1-10 Les positions épiscopales sud-africaines à l’orée des négociations

Quelques semaines après la libération de Nelson Mandela, les évêques publient une nouvelle lettre pastorale. Avant la transition du pays vers un régime démocratique, les évêques se soucient des moyens à mettre en œuvre pour réussir cette transition sans effusion de violence. Rappelant l’efficacité des pressions économiques et des boycotts exercés depuis le milieu des années 80, deux chemins s’offrent à l’Afrique du Sud : la destruction ou les négociations. Les évêques devront œuvrer pour la deuxième option en proposant par exemple la remise en liberté des prisonniers, le retrait des troupes des townships, la fin de l’état d’urgence…

‘« Pour atteindre ce but, le gouvernement élu par la population blanche doit reconnaître que la question à négocier est celle du démantèlement de l’apartheid et la restructuration de la société sud-africaine 721  ».’

Si l’Eglise catholique a eu à jouer un rôle lors de l’apartheid, elle devra en jouer un nouveau au moment des négociations, à un moment où les observateurs chrétiens restent inquiets de voir se développer des violences entre partisans de l’ANC et partisans de l’Inkatha, particulièrement dans la région du Natal :

‘« Que de chemin reste à parcourir ! Et c’est ici qu’interviennent les Eglises. Elles peuvent utiliser leur poids, qui est grand, pour aider la population à accepter l’inéluctable nécessité à la négociation 722  ».’

Bruno Chenu, dans La Croix, retrace l’historique d’un engagement catholique, depuis la déclaration de 1952, inaugurant « un processus de prise de conscience des catholiques 723  ». Après la déclaration plus ferme de 1957, Bruno Chenu parle de la « nouvelle étape de l’engagement catholique 724  » à la suite des émeutes de Soweto, de l’intensification des prises de position dans les années 80 et des conséquences d’un tel engagement, alors que le siège de la SACBC a été plastiqué…

‘« Désormais, chaque année va connaître son lot de déclarations percutantes contre le racisme institutionnalisé qu’est l’apartheid pour la légitimité de l’objection de conscience par exemple[…]. Il s’agissait moins de détruire un bâtiment que d’anéantir le travail qui s’y fait, à savoir l’engagement pour la justice et les droits de l’homme. Mais l’Eglise catholique continue son action en lien avec le Conseil sud-africain des Eglises 725  ».’
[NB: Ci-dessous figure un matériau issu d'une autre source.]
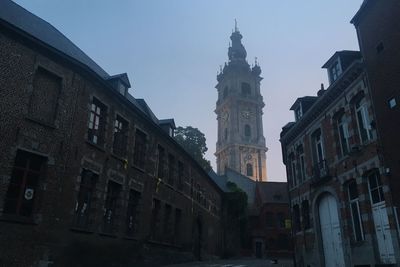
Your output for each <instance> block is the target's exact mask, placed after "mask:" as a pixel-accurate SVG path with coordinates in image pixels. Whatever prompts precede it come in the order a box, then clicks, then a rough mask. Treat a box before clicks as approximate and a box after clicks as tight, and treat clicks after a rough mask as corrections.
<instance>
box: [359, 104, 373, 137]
mask: <svg viewBox="0 0 400 267" xmlns="http://www.w3.org/2000/svg"><path fill="white" fill-rule="evenodd" d="M355 108H356V117H357V125H358V132H359V134H360V139H361V142H362V143H366V142H368V141H369V140H371V139H372V127H371V122H370V119H369V115H368V108H367V104H366V102H365V98H362V99H361V100H359V101H358V102H357V103H356V106H355Z"/></svg>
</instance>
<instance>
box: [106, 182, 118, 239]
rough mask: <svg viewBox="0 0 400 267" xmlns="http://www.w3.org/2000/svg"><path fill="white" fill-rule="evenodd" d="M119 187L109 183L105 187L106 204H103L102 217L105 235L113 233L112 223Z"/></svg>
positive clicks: (116, 207) (110, 182)
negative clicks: (102, 213) (103, 212)
mask: <svg viewBox="0 0 400 267" xmlns="http://www.w3.org/2000/svg"><path fill="white" fill-rule="evenodd" d="M121 187H122V186H121V185H120V184H118V183H116V182H113V181H109V182H108V186H107V196H106V202H105V204H104V215H103V231H104V232H105V233H112V232H114V222H115V218H116V216H117V205H118V200H119V195H120V192H121Z"/></svg>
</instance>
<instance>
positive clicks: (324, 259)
mask: <svg viewBox="0 0 400 267" xmlns="http://www.w3.org/2000/svg"><path fill="white" fill-rule="evenodd" d="M319 217H320V225H321V237H322V245H323V249H324V260H325V267H343V266H345V263H344V254H343V242H342V234H341V231H340V223H339V216H338V208H337V204H336V200H335V198H334V197H333V196H332V195H325V196H324V197H323V198H322V199H321V201H320V203H319Z"/></svg>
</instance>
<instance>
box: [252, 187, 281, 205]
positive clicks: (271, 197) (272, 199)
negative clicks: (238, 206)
mask: <svg viewBox="0 0 400 267" xmlns="http://www.w3.org/2000/svg"><path fill="white" fill-rule="evenodd" d="M286 186H287V183H286V182H257V185H256V187H257V190H258V193H259V194H260V197H261V201H262V203H263V204H265V203H289V197H288V192H287V187H286Z"/></svg>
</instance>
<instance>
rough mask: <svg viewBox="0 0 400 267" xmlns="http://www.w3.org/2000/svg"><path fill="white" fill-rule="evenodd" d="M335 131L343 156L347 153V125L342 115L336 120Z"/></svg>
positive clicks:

Bruno Chenu précise que les prises de position ont eu un caractère profondément œcuménique, notamment à partir des années 70. Nous sommes donc loin ici d’une « glorification » de la seule Eglise catholique dont l’engagement n’a d’ailleurs pas été unanime :

‘« Il ne faudrait pas déduire de ces prises de position très claires de la hiérarchie que les communautés et les fidèles ont toujours suivi. L’attitude pratique accuse un certain retard 726  ».’

Cette attitude contradictoire, entre une hiérarchie clairement contre l’apartheid et une pratique ne suivant pas forcément, fut donc constamment rappelée dans la presse chrétienne française. Elle fera aussi l’objet d’un véritable « mea culpa » chez les évêques dans leur déclaration de janvier 1991 :

‘«Nous devons admettre avec tristesse que, bien que, comme Eglise, nous ayons souvent parlé contre le péché d’apartheid, nous ne sommes pas innocents de toute complicité de soutien et d’accompagnement. Aussi, nous demandons pardon à tous ceux, dans l’Eglise et au-delà, qui ont souffert de nos actions, de notre aveuglement et de notre négligence dans le passé 727  ».’
Notes
721.

« Afrique du Sud : la pression économique ou la négociation », La documentation catholique, n°2003, 1er avril 1990, col 369.

722.

Xavier DUJARDIN, « Les convulsions de l’apartheid : sanglant avertissement aux Eglises », ARM, 15 juin 1990, p. 10.

723.

Bruno CHENU, « Les évêques sur le front de l’apartheid », La Croix, 15 février 1990, p. 22.

724.

Ibid.

725.

Ibid.

726.

Ibid.

727.

Reproduit dans B.CHENU, L’urgence prophétique, op.cit., p. 233.